Actuellement, on peut trouver, sur le site de France Culture, un nombre important de podcasts des Lundis de l’Histoire. Ils couvrent une période allant de 2005 à 2014. Pourtant, à ce jour, il ne semble pas qu’il y ait d’archives publiques sur les éditions précédentes de cette grande émission. Tout en étant heureux de retrouver déjà près de 400 opus sur le site de la radio, on peut le déplorer, en espérant que le futur verra naître un tel projet. En près d’un demi-siècle, ce programme radiophonique a, en effet, vu passer, sous la houlette du médiéviste Jacques Le Goff, les plus prestigieux historiens et esprits du temps ; elle a aussi traité tous les thèmes, finissant, par entrer, à son tour, dans l’Histoire, mais aussi dans l’Histoire de l’Histoire, soit l’Historiographie.

Dans l’attente de voir, peut-être un jour, des archives complètes, aujourd’hui, il nous faut rendre grâce à la très littéraire chaîne Youtube Eclair Brut de Arthur Yasmine (jeune auteur qui a, par ailleurs, déjà fait publier plusieurs ouvrages de poésies) pour être parvenue, une fois de plus, à débusquer une pièce rare. Issue d’une édition des Lundis de l’histoire diffusée à l’automne 1982, ce programme réunit quatre éminents experts du moyen âge, auxquels on ajoutera, bien sûr, l’animateur lui même : l’historien Jacques le Goff. Le thème de cette émission nous est cher puisqu’elle traite de François de Montcorbier, que nous connaissons tous mieux sous le nom de François Villon ; ce programme d’exception fut enregistré à l’occasion de la sortie, cette même année 1982, par Jean Favier (lui-même grand historien de la période médiévale) de son ouvrage : « François Villon » chez Fayard.

Villon, son oeuvre et sa vie, sous l’œil de grands chercheurs et historiens du XXe siècle

Un Villon plus réel que jamais

« Des écoles aux tavernes, du port en Grève au cimetière des Innocents, de la cour chevaleresque du roi René au bouge de la Grosse Margot, les véritables héros de ce livre sont la vie et la mort, Dieu et la Fortune, l’amour et la haine, la justice et la misère.
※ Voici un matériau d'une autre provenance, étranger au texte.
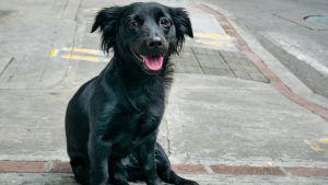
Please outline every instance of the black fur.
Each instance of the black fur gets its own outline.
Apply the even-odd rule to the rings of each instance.
[[[103,49],[114,48],[114,57],[98,77],[79,89],[66,115],[68,154],[77,181],[197,185],[171,170],[156,142],[172,83],[168,57],[179,51],[185,35],[194,36],[187,12],[154,2],[106,8],[96,15],[92,32],[98,27]],[[151,69],[139,55],[162,56],[163,65]]]

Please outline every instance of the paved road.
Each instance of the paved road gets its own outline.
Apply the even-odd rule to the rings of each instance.
[[[1,0],[1,185],[75,184],[66,152],[66,106],[112,57],[99,50],[101,35],[90,33],[95,13],[131,2]],[[242,53],[213,14],[194,3],[161,2],[185,7],[195,31],[173,58],[175,82],[157,137],[176,172],[201,185],[324,184],[327,119],[277,91],[272,84],[283,86],[280,80],[270,76],[277,83],[269,83],[270,70],[261,68],[263,76],[255,54]],[[268,67],[277,71],[278,62]]]
[[[302,21],[306,15],[327,14],[327,0],[201,1],[234,14],[291,72],[328,97],[328,26],[315,31]]]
Mais l’oeil du poète est malicieux, et il a cent facettes. »

François Villon, Jean Favier ( Fayard, 1982)

Plus qu’un tour complet de l’œuvre de Villon, on abordera, dans ce programme, des éléments au plus près de la vie de cet auteur du Moyen Âge tardif. C’est même d’ailleurs tout l’intérêt de cette émission même si, bien entendu, les deux ne peuvent être démêlées si facilement : comme pour bien des auteurs de cette période, l’œuvre alimente nécessairement une partie de ce que les historiens tentent de déduire de sa biographie, même en y mettant, bien sûr, tous les guillemets que cela suppose. Sur Villon, il existe heureusement quelques sources historiques et juridiques sur lesquels on peut s’appuyer pour effectuer quelques croisements supplémentaires.
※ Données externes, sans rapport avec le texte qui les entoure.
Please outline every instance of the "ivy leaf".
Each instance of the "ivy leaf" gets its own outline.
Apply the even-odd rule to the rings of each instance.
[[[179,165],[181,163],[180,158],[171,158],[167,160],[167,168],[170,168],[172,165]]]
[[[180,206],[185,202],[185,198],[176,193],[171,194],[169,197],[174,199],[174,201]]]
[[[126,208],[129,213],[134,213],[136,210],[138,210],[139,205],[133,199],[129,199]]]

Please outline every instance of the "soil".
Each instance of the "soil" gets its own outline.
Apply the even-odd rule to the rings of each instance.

Loin des caricatures faciles

On le doit sans nul doute aux esprits éclairés qui l’ont animé voilà près de 40 ans, mais un des atouts majeurs de ce programme est de soulever des questions tout à fait ouvertes sur la vie véritable de Villon. Pour peu, on y découvre presque un nouveau Villon, petit clerc, qui pourrait bien s’être démené pour tenter de devenir un auteur suffisamment reconnu pour en vivre. Aurait-il conçu son testament comme une sorte de book ? Angles nouveaux, hypothèses plus qu’affirmations, discussions et réflexions nourries en tout cas. On n’y tombe jamais dans la caricature facile et un peu romanesque d’un Villon repris à la sauce du XXe siècle : mauvais garçon, poète maudit, fornicateur et jouisseur patenté, voleur, criminel notoire, peut-être même coquillard, etc… Le tableau est impressionniste, il se découvre par petites touches entre ombre et lumière.

Au sortir, vous en apprendrez sur Villon dans cette émission qui remet un peu les pendules à l’heure, tout en se défendant de trancher aveuglément. On s’y posera des questions sur l’itinéraire professionnel comme sur les errances de Villon. On interrogera aussi, au passage, cette Ballade contre les ennemis de la France que nous avons déjà abondamment commentée. Était-elle une commande ou plutôt l’oeuvre spontanée d’un Villon naturellement attaché aux valeurs de la France ? Elle laissera nos intervenants un peu désaccordés aux portes du mystère. On y fera encore de belles incursions dans le Paris du milieu du XVe siècle et dans le cœur de ses tavernes.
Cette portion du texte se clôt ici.